The attack apparently caused “significant damage” to the company’s infrastructure, and Stoke on Trent Live, which first reported the news, says the company received a demand for payment to release information, suggesting the perpetrators could be a ransomware gang.
Holdcroft Motor Group operates nine different dealer franchises across 23 locations in the Midlands and north of England. It reported a turnover of £467m in the last financial year, with a profit of £10.8m.
Cyberattack at Holdcroft Motor Group: what happened?
The attack took place on July 28 2022, according to an email sent to staff at the company. It said: “The company was the victim of a serious cyber attack which has caused significant damage to the [company’s] IT infrastructure and has also resulted in the loss of data from our internal storage areas.
“Following internal investigations it has been confirmed that some of the data that has been compromised may contain employee personal data.”
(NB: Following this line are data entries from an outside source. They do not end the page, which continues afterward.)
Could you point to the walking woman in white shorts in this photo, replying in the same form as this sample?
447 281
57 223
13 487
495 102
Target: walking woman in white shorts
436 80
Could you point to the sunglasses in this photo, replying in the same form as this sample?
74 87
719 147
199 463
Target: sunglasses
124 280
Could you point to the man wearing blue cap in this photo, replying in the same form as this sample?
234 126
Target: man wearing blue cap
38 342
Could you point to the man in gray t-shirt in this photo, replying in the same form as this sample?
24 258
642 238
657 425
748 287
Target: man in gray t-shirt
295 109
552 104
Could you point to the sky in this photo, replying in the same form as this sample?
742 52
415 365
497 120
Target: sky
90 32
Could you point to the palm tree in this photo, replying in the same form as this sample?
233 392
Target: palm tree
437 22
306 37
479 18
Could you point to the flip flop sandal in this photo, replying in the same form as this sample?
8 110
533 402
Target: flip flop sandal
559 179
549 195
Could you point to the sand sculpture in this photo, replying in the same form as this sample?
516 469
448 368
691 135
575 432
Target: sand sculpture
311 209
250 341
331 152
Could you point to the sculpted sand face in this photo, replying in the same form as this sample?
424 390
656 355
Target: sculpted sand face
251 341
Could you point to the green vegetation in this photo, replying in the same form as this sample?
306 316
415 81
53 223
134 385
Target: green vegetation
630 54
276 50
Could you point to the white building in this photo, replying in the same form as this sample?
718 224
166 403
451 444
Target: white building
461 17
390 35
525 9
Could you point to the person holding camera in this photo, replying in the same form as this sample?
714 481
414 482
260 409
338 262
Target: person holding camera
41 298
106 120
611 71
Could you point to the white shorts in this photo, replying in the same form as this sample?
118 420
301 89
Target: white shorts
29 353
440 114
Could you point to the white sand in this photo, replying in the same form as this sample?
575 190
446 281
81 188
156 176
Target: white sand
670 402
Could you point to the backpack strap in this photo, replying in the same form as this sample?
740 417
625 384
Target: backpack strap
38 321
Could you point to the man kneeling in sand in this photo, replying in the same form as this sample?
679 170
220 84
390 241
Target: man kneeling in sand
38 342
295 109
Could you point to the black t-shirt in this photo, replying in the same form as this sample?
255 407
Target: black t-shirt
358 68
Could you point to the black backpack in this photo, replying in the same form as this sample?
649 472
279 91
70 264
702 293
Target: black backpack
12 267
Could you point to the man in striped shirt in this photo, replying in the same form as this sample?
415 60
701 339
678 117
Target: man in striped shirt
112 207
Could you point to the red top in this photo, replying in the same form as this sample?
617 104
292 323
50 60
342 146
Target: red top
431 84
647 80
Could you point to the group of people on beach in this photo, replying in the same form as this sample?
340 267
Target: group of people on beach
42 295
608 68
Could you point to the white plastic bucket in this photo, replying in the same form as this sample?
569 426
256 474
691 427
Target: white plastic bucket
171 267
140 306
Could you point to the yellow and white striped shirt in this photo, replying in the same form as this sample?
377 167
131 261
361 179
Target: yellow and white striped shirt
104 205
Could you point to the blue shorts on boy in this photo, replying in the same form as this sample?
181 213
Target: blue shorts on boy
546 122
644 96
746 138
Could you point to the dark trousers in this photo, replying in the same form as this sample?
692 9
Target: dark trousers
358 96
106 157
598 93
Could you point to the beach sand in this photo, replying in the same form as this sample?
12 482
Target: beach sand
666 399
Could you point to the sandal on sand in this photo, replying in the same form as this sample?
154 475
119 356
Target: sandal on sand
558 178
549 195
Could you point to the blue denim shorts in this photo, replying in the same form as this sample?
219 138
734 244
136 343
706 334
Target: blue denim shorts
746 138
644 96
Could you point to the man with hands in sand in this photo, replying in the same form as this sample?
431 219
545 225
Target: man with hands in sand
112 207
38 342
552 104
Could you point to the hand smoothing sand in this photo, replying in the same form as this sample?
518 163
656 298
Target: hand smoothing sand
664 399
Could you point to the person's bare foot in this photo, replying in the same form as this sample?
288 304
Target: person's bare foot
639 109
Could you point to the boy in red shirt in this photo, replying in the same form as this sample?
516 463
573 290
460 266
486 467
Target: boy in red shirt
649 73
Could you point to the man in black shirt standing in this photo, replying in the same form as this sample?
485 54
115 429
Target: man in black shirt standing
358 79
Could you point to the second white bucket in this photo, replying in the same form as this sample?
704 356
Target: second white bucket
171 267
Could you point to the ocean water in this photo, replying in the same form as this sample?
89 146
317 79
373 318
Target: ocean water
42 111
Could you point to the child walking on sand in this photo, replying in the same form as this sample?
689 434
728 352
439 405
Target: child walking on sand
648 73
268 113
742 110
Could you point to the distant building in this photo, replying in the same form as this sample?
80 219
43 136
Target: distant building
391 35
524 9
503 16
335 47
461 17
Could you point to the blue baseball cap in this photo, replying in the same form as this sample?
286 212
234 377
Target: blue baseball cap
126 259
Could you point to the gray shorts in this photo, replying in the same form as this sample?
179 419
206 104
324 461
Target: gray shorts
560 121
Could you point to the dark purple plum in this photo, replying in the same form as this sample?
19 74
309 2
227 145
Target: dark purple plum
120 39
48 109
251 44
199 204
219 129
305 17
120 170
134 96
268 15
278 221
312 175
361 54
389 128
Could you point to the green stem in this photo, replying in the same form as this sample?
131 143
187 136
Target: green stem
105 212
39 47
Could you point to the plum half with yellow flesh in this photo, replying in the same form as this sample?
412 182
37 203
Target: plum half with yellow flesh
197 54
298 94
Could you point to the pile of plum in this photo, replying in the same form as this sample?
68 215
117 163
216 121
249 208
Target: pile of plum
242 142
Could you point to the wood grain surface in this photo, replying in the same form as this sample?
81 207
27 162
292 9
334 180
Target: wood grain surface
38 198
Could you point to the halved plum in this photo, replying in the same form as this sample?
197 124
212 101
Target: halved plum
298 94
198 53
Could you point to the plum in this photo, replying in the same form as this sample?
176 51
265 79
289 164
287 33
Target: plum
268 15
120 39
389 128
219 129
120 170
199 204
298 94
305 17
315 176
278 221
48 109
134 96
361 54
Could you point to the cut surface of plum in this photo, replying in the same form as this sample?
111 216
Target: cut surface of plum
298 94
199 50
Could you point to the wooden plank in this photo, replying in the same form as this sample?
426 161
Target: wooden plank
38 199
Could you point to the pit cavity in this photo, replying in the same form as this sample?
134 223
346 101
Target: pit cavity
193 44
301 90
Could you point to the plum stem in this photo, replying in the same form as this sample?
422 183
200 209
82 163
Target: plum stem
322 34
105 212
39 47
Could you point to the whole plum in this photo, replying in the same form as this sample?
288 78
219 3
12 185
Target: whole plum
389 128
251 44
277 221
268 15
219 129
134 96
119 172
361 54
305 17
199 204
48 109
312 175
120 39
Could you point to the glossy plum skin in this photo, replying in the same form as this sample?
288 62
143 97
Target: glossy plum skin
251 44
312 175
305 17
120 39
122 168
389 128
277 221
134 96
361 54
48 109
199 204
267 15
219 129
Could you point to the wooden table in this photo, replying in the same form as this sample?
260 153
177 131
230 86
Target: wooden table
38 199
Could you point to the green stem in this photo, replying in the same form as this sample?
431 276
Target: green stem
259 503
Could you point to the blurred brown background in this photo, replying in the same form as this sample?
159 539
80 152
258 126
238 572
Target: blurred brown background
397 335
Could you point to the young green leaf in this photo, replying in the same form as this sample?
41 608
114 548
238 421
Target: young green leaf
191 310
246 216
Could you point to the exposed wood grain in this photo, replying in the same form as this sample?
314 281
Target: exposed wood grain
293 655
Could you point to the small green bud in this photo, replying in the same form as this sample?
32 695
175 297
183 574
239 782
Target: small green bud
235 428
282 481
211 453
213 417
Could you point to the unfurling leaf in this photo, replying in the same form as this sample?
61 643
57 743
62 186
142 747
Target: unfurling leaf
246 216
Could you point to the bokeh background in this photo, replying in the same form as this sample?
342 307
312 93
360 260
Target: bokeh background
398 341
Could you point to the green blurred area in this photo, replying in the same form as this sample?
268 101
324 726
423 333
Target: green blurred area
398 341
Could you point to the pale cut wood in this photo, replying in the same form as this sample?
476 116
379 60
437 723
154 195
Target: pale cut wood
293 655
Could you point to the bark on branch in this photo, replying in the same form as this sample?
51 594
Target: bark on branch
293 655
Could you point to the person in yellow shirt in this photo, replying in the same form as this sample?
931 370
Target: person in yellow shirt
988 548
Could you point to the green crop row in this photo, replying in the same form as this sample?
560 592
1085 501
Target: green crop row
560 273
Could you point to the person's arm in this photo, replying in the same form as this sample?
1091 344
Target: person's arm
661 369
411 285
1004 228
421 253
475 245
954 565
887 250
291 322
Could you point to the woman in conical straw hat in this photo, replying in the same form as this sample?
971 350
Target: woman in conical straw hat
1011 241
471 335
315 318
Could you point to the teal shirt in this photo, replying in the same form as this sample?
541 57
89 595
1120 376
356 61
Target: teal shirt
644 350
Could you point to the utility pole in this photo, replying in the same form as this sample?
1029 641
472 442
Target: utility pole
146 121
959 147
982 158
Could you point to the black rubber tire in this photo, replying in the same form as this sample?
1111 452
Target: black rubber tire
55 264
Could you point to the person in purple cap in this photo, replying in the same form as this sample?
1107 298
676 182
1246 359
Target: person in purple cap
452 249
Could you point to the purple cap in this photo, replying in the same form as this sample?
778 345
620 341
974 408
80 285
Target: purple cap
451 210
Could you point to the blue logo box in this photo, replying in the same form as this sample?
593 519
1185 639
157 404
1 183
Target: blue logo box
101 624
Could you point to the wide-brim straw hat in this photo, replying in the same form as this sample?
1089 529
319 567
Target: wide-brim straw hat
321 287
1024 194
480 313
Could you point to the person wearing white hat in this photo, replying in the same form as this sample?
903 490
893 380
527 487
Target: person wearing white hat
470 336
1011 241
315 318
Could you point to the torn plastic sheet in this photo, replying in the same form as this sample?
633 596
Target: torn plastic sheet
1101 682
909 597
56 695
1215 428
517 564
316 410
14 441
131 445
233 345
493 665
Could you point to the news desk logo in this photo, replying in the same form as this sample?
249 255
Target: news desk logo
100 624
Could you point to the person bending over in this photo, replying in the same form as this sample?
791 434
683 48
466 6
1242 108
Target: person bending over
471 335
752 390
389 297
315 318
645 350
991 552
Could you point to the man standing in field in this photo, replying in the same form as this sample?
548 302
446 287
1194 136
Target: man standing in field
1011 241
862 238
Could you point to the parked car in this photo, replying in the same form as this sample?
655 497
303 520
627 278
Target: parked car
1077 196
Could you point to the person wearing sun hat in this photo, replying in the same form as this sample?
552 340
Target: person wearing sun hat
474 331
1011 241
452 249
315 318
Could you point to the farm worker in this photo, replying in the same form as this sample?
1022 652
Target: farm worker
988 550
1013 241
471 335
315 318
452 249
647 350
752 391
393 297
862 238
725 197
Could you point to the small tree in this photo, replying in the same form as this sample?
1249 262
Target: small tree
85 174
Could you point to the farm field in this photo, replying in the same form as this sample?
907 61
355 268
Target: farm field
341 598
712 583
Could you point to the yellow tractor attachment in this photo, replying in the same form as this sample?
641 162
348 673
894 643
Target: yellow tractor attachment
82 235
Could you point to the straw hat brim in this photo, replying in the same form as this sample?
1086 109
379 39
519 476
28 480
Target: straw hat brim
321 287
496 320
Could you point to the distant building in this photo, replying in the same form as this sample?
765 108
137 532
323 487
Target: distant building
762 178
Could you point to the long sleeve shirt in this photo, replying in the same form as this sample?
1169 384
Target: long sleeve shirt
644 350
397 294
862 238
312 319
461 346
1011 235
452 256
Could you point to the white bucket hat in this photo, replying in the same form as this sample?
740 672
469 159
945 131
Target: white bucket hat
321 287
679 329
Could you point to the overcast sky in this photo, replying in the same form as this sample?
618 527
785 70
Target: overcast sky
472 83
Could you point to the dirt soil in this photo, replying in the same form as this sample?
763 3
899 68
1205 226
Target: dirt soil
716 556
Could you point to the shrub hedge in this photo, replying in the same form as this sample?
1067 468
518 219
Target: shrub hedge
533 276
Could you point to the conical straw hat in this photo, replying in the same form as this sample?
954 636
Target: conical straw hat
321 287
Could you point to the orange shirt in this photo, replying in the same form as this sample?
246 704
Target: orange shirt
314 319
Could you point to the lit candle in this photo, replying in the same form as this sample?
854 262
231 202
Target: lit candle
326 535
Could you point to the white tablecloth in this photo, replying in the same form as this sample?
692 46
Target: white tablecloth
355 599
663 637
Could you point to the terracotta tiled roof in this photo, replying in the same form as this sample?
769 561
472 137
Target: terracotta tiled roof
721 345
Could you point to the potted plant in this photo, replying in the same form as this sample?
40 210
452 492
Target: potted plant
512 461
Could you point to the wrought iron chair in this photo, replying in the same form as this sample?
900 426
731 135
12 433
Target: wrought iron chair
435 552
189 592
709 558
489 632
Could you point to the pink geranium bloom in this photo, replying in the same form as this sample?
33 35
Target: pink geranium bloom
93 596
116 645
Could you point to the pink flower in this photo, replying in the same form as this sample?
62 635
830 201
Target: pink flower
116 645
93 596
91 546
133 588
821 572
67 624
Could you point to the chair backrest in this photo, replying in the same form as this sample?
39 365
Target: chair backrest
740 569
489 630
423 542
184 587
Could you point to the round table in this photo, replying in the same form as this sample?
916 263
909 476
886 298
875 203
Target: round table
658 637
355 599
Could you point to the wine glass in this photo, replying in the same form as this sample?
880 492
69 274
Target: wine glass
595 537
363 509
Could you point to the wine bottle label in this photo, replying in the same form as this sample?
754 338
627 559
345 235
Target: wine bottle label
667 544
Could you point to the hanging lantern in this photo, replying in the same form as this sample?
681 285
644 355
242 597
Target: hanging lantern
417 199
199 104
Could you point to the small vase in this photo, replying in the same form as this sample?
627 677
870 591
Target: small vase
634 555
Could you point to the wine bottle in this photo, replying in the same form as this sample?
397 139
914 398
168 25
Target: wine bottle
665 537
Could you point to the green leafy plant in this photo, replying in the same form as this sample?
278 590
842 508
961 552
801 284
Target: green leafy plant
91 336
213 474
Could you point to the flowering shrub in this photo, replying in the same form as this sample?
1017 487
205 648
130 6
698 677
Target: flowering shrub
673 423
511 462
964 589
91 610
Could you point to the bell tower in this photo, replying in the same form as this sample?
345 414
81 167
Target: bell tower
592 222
Staff are being warned not to access personal accounts or websites from their work devices and to change passwords for online banking, emails and pensions.
“This is a significant attack that should be taken extremely seriously and we are working very closely with both Staffordshire Police and the National Cyber Operational Unit to trace how this has happened,” the email reads.
“We have now managed to resolve the majority of the access issues that employees have been experiencing, although some of our core systems have been damaged beyond repair or have been permanently deleted.”
Both Staffordshire Police and data regulator the Information Commissioner’s Office (ICO) are investigating the incident.
Tech Monitor has approached Holdcroft Group for comment, but the company’s operations director Chris Greenhall told Stoke on Trent Live: “We can confirm we were victims of a cyberattack on Wednesday, July 27, however our core ‘dealer management system’ which hosts our client data was and remains unaffected.
“Those systems affected have now been fully restored. We would like to thank the efforts of all our people and suppliers who worked tirelessly to limit the disruption to our ongoing activities.”
Holdcroft cyberattack “likely” to be phishing or social engineering
It is likely the company has fallen victim to a phishing or social engineering attack, says Rick Jones, CEO and co-founder of cybersecurity vendor DigitalXRAID. “Given the organisation’s advice to staff around accessing personal accounts on office computers and changing their passwords, it seems this may have been a social engineering or phishing attack,” he says.
For companies without in-house cyber expertise, Jones says regular training is the only to thwart this kind of attack. “To protect the workforce and enable them to become the first line of defence, it is key organisations hold regular training sessions on the dangers of cybercrime,” he argues. “This includes simulated phishing campaigns to imitate real-world attacks, as a team will therefore begin to understand the dangers and consequences that come with insufficient knowledge and poor defence systems.”